Il blitz di centri sociali e studenti universitari era nato per protesta contro i test Invalsi (quiz per valutare il livello della preparazione degli studenti) previsti nelle scuole superiori di tutta Italia in quei giorni. Gli assessori ai Lavori pubblici Carmela Rozza e alla Sicurezza Marco Granelli avevano sollecitato i ragazzi a lasciare immediatamente il Lirico per evitare danni a sè stessi (il teatro è inagibile) e alla struttura. Ma l'occupazione è finita solo nella serata del 13, lasciando dietro di sè la conta dei danni. «Mi spiace - tuona l'assessore Rozza - che, pur avendo condiviso il motivo della protesta, la stupidità di questi soggetti abbia prodotto un danno alla città. Si protesta nel rispetto della legge se si vuole avere ragione, in questo modo invece si ha torto. I cittadini sappiano che a causa di questa iniziativa dovranno sborsare 20mila euro per il Lirico, luogo simbolo di Milano che questa amministrazione vuole restituire alla città e per il quale ha già presentato il progetto di restauro, con un forte impegno economico adeguato al valore di quello spazio».

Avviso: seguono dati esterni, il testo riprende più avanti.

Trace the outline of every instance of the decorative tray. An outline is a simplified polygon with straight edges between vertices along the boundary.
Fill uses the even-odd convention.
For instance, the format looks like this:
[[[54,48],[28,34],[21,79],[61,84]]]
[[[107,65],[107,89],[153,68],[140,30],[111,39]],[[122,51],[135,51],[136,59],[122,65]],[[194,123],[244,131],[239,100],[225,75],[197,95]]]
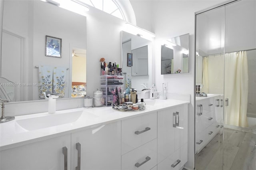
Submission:
[[[138,109],[134,109],[132,108],[134,105],[127,105],[121,104],[119,105],[116,105],[114,103],[112,104],[112,109],[117,111],[122,112],[135,112],[138,111],[142,111],[146,109],[146,103],[143,102],[141,106],[139,106]]]

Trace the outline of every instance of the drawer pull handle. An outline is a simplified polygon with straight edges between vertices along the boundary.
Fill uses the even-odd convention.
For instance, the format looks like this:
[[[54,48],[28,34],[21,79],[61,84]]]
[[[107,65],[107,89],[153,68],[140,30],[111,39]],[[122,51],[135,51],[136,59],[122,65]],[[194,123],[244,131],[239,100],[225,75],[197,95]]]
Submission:
[[[177,165],[179,164],[180,162],[180,160],[179,159],[178,159],[178,160],[177,160],[176,162],[176,162],[175,164],[172,164],[172,168],[175,167],[177,166]]]
[[[137,162],[135,164],[135,166],[136,166],[137,168],[139,168],[140,166],[141,166],[142,165],[143,165],[143,164],[145,164],[148,161],[151,159],[151,158],[150,158],[150,157],[147,156],[147,157],[146,157],[146,160],[145,160],[144,161],[143,161],[143,162],[142,162],[140,164],[138,162]]]
[[[180,126],[180,116],[179,116],[179,112],[174,112],[174,123],[173,127],[176,127],[176,126]],[[178,116],[178,123],[177,123],[177,116]]]
[[[202,142],[203,142],[204,141],[204,140],[200,140],[200,142],[196,142],[196,144],[200,144],[202,143]]]
[[[62,148],[62,153],[64,155],[64,170],[68,170],[68,148],[66,147]]]
[[[215,100],[215,106],[216,107],[220,107],[220,99]]]
[[[142,130],[142,131],[141,131],[140,132],[139,131],[136,131],[136,132],[135,132],[135,134],[140,134],[141,133],[142,133],[144,132],[146,132],[148,130],[150,130],[150,128],[148,127],[147,127],[146,128],[145,128],[145,130]]]
[[[81,168],[81,144],[80,143],[76,144],[76,148],[77,150],[77,166],[76,170],[80,170]]]

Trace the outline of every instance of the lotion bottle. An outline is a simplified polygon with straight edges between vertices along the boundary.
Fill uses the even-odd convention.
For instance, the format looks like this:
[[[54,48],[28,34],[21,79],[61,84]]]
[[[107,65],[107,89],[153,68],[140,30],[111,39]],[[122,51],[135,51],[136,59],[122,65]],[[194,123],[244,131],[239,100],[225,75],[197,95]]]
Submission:
[[[134,89],[132,88],[131,93],[131,100],[133,103],[136,103],[136,95],[137,93],[134,91]]]
[[[56,112],[56,99],[58,96],[54,95],[50,95],[49,96],[49,100],[48,100],[48,113],[55,113]]]

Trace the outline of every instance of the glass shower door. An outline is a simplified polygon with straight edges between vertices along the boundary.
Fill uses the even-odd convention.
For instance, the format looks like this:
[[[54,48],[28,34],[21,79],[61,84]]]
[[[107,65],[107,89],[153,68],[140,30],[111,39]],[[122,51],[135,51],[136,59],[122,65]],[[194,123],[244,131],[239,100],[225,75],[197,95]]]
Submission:
[[[226,5],[225,27],[223,169],[256,170],[256,1]]]
[[[195,115],[198,170],[222,169],[224,17],[224,7],[196,16],[196,85],[200,86]]]

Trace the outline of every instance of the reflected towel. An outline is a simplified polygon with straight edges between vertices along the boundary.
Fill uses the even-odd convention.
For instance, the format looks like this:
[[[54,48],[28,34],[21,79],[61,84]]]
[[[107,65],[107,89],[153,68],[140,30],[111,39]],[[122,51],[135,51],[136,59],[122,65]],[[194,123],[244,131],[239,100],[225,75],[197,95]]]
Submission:
[[[60,97],[65,96],[66,70],[66,68],[62,67],[55,67],[53,69],[53,92],[58,93]]]
[[[46,91],[52,91],[52,67],[39,65],[38,68],[38,83],[40,99],[44,99],[45,97],[42,94]]]

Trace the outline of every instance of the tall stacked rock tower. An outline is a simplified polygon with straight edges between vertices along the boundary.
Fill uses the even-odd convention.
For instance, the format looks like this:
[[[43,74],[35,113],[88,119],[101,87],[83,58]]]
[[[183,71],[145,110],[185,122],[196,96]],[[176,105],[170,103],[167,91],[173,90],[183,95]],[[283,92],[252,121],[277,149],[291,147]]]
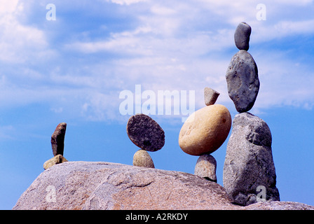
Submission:
[[[271,130],[265,121],[247,112],[259,90],[257,66],[247,52],[250,34],[249,24],[238,24],[234,39],[240,50],[232,57],[226,74],[229,97],[239,113],[227,145],[223,182],[233,202],[241,205],[280,200]]]

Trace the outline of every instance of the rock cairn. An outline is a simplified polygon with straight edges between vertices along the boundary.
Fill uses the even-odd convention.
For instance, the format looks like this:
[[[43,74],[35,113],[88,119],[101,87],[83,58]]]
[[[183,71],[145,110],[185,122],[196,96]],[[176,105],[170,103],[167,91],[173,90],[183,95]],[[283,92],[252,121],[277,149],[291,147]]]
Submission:
[[[67,162],[63,157],[66,129],[67,123],[65,122],[60,123],[55,128],[51,136],[51,147],[54,157],[43,163],[43,169],[47,169],[56,164]]]
[[[179,134],[179,145],[189,155],[200,156],[194,174],[217,182],[214,158],[210,155],[226,141],[231,127],[229,111],[223,105],[214,104],[219,93],[205,88],[206,106],[195,111],[186,120]]]
[[[245,206],[280,200],[271,130],[265,121],[247,112],[259,90],[257,66],[247,51],[250,34],[250,25],[240,23],[234,34],[240,50],[232,57],[226,74],[229,97],[240,113],[233,120],[227,144],[223,183],[233,202]]]
[[[138,113],[128,121],[126,131],[133,144],[139,147],[133,156],[133,165],[155,168],[147,151],[155,152],[165,145],[165,132],[151,117]]]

I tecnici del Comune hanno eseguito un sopralluogo nei giorni immediatamente successivi. Gli antagonisti hanno realizzati graffiti e incollati manifesti sulle facciate di via Larga e via Rastrelli e all'interno sui rivestimenti lapidei del foyer e della biglietteria, sulla balconata del primo ordine dei palchi e su diverse superfici del teatro. Hanno incollato manifesti al piano terra e sulla balconata del primo ordine di palchi. Rimossi i quadretti di sezionamento dell'energia elettrica e i cavi di alimentazione, una parte degli estintori è stata portata via e un'altra è stata scaricata. Manomesse le porte d'ingresso, distrutte due cassette del pronto soccorso, rimossi tendaggi e tessuti del retropalco. Escluso dal conteggio manifesti, cibo e detriti lasciati come «ricordo».
Il Comune ha presentato denuncia contro ignoti, ma il consigliere di Fdi Riccardo De Corato attacca: «É ridicolo, i vandali sono arcinoti ai vigili e alla Digos. Sono stati più volte identificati, denunciati e processati per altre violenze fuori e dentro la Statale. Il Comune non deve denunciati alla polizia locale ma alla Questura. Ovviamente, se si vogliono veramente individuare e chiedere i danni». La sinistra vicina agli antagonisti (forse) non ha fretta.